Automate – Let Technology Work For You

We all know that MSPs are working on relatively small margins and need to be efficient. Unfortunately, most MSPs cannot afford to hire a big enough security team to manage and respond to threats as they come. That means you need technology that is autonomous – using the power of the computer itself to make security decisions – and which can be automated and integrated within the rest of your technology stack.

Tools that are simple to use that don’t require certified professionals to operate and which can be programmed with automated tasks through simple click-and-point interfaces are the means to better security with less cost. Can your security solution be automated to identify and deploy itself to unprotected endpoints? Can an endpoint be configured to harden its own security policy if a breach is detected? These and other tasks are simple configurations that can be set up once by a human operator and left to take care of themselves going forward.

Visibility – What You Can’t See, You Can’t Protect

On our corporate networks today, we have our employees’ desktops and laptops, their mobile devices, and a long list of IoT devices, starting from a coffee machine to network routers and other devices.
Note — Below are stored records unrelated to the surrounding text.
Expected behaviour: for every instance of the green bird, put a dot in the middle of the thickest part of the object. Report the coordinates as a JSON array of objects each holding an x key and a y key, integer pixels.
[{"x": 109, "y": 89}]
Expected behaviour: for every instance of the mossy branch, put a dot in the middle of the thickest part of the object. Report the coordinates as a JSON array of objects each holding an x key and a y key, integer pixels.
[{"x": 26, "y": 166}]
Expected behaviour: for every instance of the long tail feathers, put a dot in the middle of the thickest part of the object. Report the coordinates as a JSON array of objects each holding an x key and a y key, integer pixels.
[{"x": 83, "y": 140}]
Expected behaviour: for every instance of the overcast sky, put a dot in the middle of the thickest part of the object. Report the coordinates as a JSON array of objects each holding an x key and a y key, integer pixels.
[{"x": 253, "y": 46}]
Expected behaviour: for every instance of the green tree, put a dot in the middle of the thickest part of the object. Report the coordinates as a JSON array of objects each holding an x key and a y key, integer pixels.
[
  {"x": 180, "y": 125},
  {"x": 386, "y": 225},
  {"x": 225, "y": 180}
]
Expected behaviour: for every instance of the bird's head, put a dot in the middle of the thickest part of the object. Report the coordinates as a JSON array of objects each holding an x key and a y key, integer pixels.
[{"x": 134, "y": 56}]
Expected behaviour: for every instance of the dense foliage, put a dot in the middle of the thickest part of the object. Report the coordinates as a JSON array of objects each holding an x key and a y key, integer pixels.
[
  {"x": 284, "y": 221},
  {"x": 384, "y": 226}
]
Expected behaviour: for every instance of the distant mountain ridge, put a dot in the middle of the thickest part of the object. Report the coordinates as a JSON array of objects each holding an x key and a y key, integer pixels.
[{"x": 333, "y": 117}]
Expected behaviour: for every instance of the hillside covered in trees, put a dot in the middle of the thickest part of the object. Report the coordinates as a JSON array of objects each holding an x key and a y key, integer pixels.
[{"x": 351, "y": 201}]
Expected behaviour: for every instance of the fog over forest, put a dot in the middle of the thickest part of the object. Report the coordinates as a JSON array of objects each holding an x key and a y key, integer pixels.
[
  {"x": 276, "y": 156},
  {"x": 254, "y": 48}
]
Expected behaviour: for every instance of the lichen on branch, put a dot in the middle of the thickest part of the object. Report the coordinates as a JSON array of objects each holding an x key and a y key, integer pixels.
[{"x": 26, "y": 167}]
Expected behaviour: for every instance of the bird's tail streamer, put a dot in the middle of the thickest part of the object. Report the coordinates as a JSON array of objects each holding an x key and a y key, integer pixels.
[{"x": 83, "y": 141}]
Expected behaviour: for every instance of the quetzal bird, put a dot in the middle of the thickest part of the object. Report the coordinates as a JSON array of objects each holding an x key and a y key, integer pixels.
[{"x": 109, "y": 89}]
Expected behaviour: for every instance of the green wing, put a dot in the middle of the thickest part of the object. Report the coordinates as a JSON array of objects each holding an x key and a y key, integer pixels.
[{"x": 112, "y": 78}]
Each of these increases the attack surface of your network, because they can have vulnerabilities, weak (or no) passwords, and introduce other ways entry points for attackers.
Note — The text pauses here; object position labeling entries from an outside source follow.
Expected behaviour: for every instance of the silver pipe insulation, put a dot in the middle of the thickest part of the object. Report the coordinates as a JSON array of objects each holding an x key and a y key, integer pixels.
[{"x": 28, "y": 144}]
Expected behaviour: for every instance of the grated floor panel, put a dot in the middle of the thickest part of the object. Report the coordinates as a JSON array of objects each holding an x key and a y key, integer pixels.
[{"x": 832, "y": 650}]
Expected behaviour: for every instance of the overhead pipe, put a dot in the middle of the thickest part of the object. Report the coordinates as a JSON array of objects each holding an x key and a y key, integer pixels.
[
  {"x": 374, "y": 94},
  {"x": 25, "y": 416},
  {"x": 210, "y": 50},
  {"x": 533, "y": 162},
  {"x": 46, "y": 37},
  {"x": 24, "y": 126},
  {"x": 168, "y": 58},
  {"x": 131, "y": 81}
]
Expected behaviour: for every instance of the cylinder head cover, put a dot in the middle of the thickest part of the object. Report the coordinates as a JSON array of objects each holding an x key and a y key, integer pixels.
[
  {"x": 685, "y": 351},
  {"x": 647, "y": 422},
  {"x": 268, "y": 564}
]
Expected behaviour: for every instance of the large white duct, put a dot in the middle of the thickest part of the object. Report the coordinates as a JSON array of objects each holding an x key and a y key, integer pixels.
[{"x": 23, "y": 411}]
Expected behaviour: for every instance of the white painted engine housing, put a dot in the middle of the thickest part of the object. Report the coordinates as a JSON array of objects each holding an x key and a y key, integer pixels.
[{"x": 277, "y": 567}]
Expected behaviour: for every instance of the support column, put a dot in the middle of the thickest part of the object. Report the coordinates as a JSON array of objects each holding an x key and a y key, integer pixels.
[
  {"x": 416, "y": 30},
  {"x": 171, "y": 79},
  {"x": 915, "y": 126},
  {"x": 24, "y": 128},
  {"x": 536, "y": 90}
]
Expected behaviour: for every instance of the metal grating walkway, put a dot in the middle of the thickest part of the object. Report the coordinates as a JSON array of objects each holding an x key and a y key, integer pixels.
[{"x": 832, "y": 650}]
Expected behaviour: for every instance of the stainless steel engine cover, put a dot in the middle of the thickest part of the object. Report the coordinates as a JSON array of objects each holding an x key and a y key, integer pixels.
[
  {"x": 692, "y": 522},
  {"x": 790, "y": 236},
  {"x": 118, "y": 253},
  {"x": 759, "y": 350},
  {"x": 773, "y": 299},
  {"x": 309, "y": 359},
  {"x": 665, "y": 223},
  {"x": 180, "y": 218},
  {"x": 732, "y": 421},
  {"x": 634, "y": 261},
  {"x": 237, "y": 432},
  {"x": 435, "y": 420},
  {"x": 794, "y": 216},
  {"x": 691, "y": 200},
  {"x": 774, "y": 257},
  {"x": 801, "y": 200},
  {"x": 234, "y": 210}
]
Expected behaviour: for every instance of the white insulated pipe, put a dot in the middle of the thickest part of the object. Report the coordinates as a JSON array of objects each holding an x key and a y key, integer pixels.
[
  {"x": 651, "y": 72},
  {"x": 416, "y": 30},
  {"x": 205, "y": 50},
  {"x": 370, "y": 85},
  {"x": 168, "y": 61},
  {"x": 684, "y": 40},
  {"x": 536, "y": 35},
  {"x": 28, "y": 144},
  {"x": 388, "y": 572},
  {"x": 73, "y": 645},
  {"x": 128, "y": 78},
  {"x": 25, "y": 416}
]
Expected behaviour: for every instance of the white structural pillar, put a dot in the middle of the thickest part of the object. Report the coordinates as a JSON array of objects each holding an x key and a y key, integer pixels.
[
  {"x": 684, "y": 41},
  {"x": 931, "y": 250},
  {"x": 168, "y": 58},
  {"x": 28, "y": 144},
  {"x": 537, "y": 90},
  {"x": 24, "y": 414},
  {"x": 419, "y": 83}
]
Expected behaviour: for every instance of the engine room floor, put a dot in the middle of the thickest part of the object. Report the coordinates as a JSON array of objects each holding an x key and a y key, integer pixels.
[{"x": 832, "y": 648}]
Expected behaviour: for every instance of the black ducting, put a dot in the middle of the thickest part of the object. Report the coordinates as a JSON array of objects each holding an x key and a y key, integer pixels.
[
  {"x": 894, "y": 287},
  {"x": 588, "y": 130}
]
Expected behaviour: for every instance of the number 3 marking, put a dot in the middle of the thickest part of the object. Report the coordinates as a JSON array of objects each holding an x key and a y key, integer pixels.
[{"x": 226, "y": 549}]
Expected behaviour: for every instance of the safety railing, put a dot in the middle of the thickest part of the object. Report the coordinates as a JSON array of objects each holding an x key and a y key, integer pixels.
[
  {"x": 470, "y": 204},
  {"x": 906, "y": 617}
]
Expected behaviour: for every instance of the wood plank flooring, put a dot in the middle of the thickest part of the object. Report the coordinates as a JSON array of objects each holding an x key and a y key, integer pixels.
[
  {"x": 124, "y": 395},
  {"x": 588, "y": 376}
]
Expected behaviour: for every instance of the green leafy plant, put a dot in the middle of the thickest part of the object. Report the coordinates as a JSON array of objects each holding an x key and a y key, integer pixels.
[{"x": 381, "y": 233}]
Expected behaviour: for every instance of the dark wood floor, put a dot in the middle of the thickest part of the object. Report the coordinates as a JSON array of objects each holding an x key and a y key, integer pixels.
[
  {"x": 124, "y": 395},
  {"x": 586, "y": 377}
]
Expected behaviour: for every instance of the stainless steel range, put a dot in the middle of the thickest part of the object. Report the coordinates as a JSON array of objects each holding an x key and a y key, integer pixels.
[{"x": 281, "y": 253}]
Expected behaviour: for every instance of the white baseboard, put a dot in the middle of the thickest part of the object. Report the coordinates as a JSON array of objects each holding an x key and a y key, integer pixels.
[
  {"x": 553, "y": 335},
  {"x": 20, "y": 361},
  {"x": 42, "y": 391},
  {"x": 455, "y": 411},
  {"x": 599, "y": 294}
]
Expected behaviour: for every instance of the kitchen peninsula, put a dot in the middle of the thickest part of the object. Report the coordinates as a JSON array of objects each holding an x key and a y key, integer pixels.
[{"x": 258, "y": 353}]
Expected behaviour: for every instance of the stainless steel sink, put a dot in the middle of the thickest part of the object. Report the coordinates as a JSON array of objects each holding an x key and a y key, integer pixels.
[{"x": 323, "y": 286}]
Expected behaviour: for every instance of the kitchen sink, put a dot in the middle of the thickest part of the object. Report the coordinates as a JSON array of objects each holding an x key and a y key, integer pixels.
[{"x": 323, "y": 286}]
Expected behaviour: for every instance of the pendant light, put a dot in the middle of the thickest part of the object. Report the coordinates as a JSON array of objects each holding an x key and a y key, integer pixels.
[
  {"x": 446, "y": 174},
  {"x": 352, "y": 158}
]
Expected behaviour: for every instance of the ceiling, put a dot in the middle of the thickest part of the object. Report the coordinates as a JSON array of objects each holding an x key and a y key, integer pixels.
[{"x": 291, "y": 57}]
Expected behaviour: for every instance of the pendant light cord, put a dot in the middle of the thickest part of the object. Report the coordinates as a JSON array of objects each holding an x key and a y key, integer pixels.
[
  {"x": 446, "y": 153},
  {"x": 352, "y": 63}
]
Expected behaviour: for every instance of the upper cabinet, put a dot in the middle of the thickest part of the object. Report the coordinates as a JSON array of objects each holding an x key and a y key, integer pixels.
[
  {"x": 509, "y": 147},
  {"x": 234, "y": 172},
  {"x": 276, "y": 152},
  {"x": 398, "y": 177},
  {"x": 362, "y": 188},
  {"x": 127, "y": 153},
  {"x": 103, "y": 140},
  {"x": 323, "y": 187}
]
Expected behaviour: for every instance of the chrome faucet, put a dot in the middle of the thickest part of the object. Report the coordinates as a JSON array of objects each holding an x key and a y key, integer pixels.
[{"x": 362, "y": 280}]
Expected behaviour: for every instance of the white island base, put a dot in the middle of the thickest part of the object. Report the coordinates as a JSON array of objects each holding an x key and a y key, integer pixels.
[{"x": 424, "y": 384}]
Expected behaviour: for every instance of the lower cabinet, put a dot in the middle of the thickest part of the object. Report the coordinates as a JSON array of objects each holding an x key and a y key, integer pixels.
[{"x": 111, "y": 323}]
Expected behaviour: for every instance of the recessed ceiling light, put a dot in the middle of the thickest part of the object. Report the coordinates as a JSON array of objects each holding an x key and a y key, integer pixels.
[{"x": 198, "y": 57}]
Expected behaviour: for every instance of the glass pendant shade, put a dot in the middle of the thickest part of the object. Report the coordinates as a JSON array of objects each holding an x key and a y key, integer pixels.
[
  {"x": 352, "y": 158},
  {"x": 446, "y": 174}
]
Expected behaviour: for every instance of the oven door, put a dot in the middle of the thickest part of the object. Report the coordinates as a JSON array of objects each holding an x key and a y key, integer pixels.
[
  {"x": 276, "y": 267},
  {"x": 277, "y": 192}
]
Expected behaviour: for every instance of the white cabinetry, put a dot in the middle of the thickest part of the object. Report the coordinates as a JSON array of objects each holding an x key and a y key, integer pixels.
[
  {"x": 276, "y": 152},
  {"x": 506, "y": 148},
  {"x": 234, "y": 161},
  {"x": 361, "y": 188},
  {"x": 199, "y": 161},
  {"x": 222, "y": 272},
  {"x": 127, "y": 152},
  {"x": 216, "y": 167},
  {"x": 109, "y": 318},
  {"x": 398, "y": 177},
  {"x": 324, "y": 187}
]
How can you keep track of the growing number of devices? It all starts with visibility and understanding what you have. To make it bullet proof, you should also be able to disconnect devices which introduce risk. When you reach the maturity level of knowing what is connected to your network, you’ve gone a long way toward protecting your network.
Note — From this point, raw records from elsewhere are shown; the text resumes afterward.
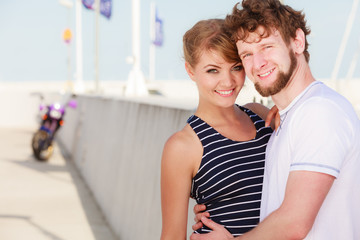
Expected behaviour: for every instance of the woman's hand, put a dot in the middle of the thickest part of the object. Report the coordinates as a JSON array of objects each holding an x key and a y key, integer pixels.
[
  {"x": 219, "y": 232},
  {"x": 199, "y": 213},
  {"x": 273, "y": 115}
]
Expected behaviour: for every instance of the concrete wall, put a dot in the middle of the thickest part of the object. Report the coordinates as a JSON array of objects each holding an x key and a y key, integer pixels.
[
  {"x": 117, "y": 143},
  {"x": 117, "y": 146}
]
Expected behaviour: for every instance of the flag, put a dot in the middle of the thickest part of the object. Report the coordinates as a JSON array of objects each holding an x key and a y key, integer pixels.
[
  {"x": 159, "y": 35},
  {"x": 105, "y": 6}
]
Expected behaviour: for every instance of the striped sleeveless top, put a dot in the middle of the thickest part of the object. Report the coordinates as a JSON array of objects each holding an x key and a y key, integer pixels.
[{"x": 229, "y": 180}]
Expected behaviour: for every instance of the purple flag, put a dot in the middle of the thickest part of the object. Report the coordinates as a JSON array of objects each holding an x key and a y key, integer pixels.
[
  {"x": 105, "y": 6},
  {"x": 159, "y": 36}
]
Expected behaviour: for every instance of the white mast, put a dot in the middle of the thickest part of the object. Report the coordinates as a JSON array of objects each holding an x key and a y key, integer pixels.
[
  {"x": 136, "y": 83},
  {"x": 152, "y": 52},
  {"x": 343, "y": 43},
  {"x": 79, "y": 84}
]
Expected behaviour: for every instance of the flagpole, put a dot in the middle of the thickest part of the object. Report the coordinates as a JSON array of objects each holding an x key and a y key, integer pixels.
[
  {"x": 344, "y": 41},
  {"x": 79, "y": 84},
  {"x": 97, "y": 14},
  {"x": 152, "y": 52},
  {"x": 136, "y": 83}
]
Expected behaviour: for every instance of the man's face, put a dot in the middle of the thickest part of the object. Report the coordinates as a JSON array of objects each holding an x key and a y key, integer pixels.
[{"x": 268, "y": 62}]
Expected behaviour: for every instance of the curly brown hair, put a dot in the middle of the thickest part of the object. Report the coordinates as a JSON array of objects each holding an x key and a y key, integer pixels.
[
  {"x": 208, "y": 35},
  {"x": 270, "y": 14}
]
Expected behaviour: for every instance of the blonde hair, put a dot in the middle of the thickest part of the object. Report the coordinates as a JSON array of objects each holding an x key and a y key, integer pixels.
[{"x": 209, "y": 35}]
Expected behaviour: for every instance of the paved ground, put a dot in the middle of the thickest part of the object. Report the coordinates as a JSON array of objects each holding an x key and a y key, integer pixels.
[{"x": 44, "y": 200}]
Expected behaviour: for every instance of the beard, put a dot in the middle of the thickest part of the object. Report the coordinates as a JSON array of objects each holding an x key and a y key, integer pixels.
[{"x": 282, "y": 80}]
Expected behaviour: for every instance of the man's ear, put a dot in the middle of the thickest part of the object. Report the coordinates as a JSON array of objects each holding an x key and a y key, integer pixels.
[
  {"x": 299, "y": 41},
  {"x": 189, "y": 70}
]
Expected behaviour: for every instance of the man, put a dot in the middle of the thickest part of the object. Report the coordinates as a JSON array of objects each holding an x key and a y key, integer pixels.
[{"x": 312, "y": 182}]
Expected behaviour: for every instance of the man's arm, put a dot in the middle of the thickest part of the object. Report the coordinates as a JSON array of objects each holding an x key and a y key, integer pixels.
[{"x": 304, "y": 195}]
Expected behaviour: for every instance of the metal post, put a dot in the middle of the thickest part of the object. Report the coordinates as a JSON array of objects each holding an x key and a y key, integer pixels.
[
  {"x": 136, "y": 83},
  {"x": 79, "y": 84}
]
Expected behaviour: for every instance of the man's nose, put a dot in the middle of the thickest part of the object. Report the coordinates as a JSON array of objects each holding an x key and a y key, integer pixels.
[{"x": 259, "y": 60}]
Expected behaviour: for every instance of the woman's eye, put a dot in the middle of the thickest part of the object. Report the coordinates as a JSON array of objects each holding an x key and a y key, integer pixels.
[
  {"x": 212, "y": 71},
  {"x": 245, "y": 56},
  {"x": 238, "y": 68}
]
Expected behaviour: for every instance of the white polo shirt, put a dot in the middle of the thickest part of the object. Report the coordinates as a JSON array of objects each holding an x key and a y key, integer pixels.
[{"x": 320, "y": 132}]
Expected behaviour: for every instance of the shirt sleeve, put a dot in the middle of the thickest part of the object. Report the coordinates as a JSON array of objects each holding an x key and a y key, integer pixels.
[{"x": 320, "y": 137}]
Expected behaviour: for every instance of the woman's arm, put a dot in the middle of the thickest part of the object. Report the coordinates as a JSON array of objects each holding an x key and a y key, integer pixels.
[{"x": 181, "y": 154}]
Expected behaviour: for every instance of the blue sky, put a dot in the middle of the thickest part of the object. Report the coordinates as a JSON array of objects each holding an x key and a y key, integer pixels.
[{"x": 32, "y": 48}]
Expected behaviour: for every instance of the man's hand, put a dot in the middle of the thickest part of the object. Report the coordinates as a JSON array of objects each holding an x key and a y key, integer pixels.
[
  {"x": 199, "y": 213},
  {"x": 218, "y": 233}
]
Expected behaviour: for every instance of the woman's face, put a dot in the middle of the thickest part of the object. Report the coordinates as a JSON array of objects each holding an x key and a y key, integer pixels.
[{"x": 219, "y": 82}]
At The End of The Day, MSPs Are Enterprises

MSPs not only suffer from big and devastating attacks that hit the headlines; they are also targeted by common malware and ransomware attacks like every other organization today.

To effectively defend against ransomware, the first step is to ensure your critical files and data are backed up on a regular basis, including remote backups. The next critical factor is to deploy best-of-breed endpoint protection. That includes both endpoint protection (EPP) and endpoint detection and response (EDR).

The right EDR to detect and prevent ransomware and other malware attacks, which occur at machine speed, is one with automated responses that can react just as fast. Once an attack occurs, you cannot base the heart of your defense on human resources that only react minutes, hours or days after the fact. Ransomware operators pride themselves on delivering products to their customers that encrypt faster than their crimeware rivals. Your EDR needs to be equally as fast: reacting in real time to keep you safe from such attacks.


In this post, we covered why MSPs, perhaps more than other organizations today, need to be safe and consider security as part of their business strategy. MSPs are expected to assist and ease the lives of their customers, and if they become an entry point for malicious activities, the consequences can be catastrophic for both the MSP itself and the many clients who rely on them.